I let myself absorb him the way I've absorbed the all-out sex tonight.  In profile, his coarse, straight hair curves off his forehead, like the wing of a seashell.
"How do you make money?" he asks.
"Sometimes I freelance as a legal secretary.  What about you?"
"I work in the Wire Room of The Tribune. Started 15 years ago, working in different departments. Ended up there."
"What a great job!"
"Yeah.  I can go on auditions, shoots, and still work there.?"
"What's your last name?"
"Fukunaga."
"What's it mean in Japanese?"
He shrugs.
"Mine's Walker. Changed from Wohansky after my father’s family immigrated to Canada from Russia."
I ask if he wants to spend the night.
"I don't think Edward could take it if he met me in the kitchen tomorrow morning."
We put on our clothes.  He tries the door handle. "I can't get out."
"You're kidding!"
"Try it."
I do and I can't.  Panic sets in.  Stupid "power locks."  If we have to wait here all night, with our luck Edward will be first on the scene tomorrow!
"Try the front door," I suggest, keeping my panic down.
He does. To our enormous relief, the door opens and we slide out.  Stepping out into the Canyon's chilled night air, I feel energized and lightheaded, as if all my old blood has been exchanged for new. I've just fucked someone who was not my husband and it felt fabulous!  And I did it with someone I really wanted.  And who wanted me.
Shane kisses me good-bye, pelvis grinding into mine.  I feel my legs start to vaporize and I moan, "It's starting again."  We pull apart with effort.  I stay on the hill watching him back his car out and drive away. 

A few hours later I'm stretched out on the deck couch in my plaid flannel nightgown telling Carmelita about Shane. "Is this the guy?" she says, eyes wide.  "Do you really like him?"
"I really do," I feel like the afterglow hasn't worn off.  It's radiating from my skin, my eyes, my smile. 

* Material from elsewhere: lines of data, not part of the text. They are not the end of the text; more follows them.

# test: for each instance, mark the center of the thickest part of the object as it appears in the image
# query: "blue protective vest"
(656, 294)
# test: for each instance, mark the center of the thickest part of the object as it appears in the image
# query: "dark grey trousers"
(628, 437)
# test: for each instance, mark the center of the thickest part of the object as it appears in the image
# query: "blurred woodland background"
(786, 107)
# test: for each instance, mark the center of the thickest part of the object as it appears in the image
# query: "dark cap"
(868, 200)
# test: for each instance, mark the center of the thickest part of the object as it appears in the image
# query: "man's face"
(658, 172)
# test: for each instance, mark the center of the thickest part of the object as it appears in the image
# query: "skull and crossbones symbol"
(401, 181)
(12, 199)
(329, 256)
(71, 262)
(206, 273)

Tony comes out in his black robe, wearing a cap that says "Fuct." "Wanna see why I'm wearing this?" He lifts it straight off his head.  His hair is sticking straight up. Plopping down next to me, he sits cross-legged on the sofa like a little kid and says, "So?  How was it?"
"Perfect."
"I passed by your room about three a.m. and you weren't there," he says, as if knowing.
"He left at four-thirty and the time went like that," I snap my fingers.

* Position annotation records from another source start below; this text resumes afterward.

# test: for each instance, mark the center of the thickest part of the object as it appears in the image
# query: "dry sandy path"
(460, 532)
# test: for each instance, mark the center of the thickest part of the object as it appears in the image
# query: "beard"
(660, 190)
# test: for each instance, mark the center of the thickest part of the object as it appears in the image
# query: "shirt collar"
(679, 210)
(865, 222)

"That's great.  I was kinda surprised at how he looked. He's like the Marlboro Man." Carmelita's looking bored but she doesn't budge.  I don't think she can follow our fast English. 
"We screwed our brains out," I tell Tony.
"You didn't!"
"We did."
\"Where'd you do it?"
I laugh, unable to say it out loud.
"Was it anywhere near my room?  Because..."
"No!  No!  I can't tell you.  It's too -"
"In the woods?  Was it in the woods?"
"I told you I'm not telling you!  Oh, all right I'll tell you...we did it in my car."
He throws his head back to laugh, slaps me a high five, "That's great!  Oh, my God, that's fucking great."
It feels okay to sit in my short nightie with my legs outstretched next to Tony, more relaxed and more overt in my sexuality than I've ever been with him.  He looks me over and says:
"This sounds kinda crass, but a friend of mine used to say sometimes, 'What she needs is a B.M.I.—Big Meat Injection.'"
Yeah, that's crass, but in my case it's true. My bones feel like butter. "He didn't want to go."
"That's good."
"He was afraid that Edward'd have a heart attack if he saw him this morning."
"He's real considerate.  I noticed that about him.  You come in and I'm sitting there in my underwear and I'm like, 'Should I stand and shake his hand?'  So I decide to hold the quilt over me and he says..."
I say it with him, "Don't get up."
A man with class and social grace.  I finally found one.  The Anti-Boris.

In the kitchen, Edward Third-Degrees me while I pour coffee through my French coffee filter.  "What was Shane doing here?"
"Hanging out."
"As what?"
"What do you mean 'as what'?"
"Friend?  Roman? Countryman?"
"All three...I hope."
He looks grave, "You should be careful.  I mean you could get really..."
"Hurt.  Yeah, I know.  We're real clear about that.  We talked about how I'm just getting divorced and he's just coming off this thing with Grace."
"As long as you both realize that..."
"Oh, we do!"
But he doesn't look convinced.  "Be careful."
Like you were careful with Suki? Careful like that? I want to say, but don't.